Adding variables to the model changes results

  • Let’s add all the strategic areas
    • Notice the improvement in R-squared
    • Notice the significance of all areas

1.2.2.5 Interpreting the output- multicollinearity

Detecting multicollinearity

  • Use VIF (variance inflation factor) defined as [1/(1-R2)]
    • an index that measures how much the variance of a coefficient is increased because of collinearity.
  • Check if VIFs are less than 5 as a rule of thumb.

The R function vif() [car package] can be used to detect multicollinearity in a regression model:

model_vif <- car::vif(satisfaction_regression_all)
Variable VIF
BID 1.938
PSQUAL 2.601
PRICE 2.037
INVOLVEMENT 2.626
GENDER 1.206

The VIF score for all the predictor variables is less than 5.

1.2.2.6 Regression is not a mechanical process

  • Look at the means of the dependent variables for different levels of each independent variable so you can see if you need to code it as a dummy variable or continuous variable

  • Examine the VIFs to ensure your model is reasonably robust and not an artifact of multicollinearity

  • Run at least 4-5 different models to get a ‘feel” for the underlying story. Which parameters are stable enough that they don’t change no matter if you drop or add variables?

  • Dropping of variables, if necessary, should be done sequentially, one-at-a-time, and with a view to examining:

    • change in R-squared
    • change in /stability of parameters of retained variables
    • managerial implications of dropping the variable on remaining variables
  • Do compare the R-squared of different models to see the relative change in model fit.

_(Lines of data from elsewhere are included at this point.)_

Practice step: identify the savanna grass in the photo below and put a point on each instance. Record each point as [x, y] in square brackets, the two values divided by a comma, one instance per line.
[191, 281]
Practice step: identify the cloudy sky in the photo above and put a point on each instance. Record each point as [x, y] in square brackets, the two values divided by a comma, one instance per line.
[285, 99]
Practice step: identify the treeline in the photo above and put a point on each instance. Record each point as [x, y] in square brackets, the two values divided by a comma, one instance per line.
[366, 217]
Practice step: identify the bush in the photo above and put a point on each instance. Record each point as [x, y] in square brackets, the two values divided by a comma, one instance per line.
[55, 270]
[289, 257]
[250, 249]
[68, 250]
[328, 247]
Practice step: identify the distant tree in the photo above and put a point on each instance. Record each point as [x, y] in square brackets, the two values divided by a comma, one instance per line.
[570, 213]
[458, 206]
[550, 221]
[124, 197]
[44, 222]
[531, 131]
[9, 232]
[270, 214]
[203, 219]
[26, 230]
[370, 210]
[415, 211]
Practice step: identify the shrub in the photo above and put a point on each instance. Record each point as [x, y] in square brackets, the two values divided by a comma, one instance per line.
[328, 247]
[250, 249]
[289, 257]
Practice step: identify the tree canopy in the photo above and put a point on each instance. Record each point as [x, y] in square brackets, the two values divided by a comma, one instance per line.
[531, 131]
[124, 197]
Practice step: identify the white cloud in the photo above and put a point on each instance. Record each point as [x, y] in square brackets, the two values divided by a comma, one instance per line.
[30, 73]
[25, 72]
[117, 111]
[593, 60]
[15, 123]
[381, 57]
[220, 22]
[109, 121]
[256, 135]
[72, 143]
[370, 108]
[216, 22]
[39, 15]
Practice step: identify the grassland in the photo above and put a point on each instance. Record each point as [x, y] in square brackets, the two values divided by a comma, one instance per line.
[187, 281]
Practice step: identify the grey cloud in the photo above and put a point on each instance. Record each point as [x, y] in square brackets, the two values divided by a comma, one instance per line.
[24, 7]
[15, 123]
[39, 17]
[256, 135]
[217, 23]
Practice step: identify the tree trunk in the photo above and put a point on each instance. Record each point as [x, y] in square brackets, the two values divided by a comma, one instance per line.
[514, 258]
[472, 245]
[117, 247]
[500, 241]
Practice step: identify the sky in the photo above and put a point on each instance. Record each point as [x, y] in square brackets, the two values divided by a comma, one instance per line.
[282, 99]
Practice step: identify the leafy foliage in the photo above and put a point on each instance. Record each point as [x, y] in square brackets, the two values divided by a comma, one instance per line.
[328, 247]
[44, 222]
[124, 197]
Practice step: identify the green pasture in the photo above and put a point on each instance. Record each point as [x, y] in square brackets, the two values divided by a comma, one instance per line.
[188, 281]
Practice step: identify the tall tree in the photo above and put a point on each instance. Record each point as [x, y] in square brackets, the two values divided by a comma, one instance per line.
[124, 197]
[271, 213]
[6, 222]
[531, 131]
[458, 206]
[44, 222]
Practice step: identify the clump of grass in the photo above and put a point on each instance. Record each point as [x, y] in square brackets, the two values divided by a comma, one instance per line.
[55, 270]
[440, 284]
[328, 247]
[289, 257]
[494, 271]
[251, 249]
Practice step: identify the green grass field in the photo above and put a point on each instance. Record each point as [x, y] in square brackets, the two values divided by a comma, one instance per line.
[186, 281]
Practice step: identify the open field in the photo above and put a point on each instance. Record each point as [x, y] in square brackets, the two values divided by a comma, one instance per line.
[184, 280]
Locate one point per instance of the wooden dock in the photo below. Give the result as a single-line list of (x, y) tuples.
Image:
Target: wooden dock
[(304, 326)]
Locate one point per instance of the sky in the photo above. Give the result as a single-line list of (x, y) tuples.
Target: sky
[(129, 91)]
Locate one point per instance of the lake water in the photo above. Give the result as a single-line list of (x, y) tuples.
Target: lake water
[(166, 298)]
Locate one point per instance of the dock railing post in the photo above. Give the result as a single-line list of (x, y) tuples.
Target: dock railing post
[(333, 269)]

However, sometimes models with lower R-squared are better!

  • When is an R-squared “too small,” such that the model is not useful?

    • There is no clear relationship between the value of R-squared and the value of the model. The regression model has value to a firm if it allows the firm to increase its profits, and that is possible even with very small R-squared values. On the other hand, different model specifications for the same outcome can be compared (ranked) according to the R-squared values.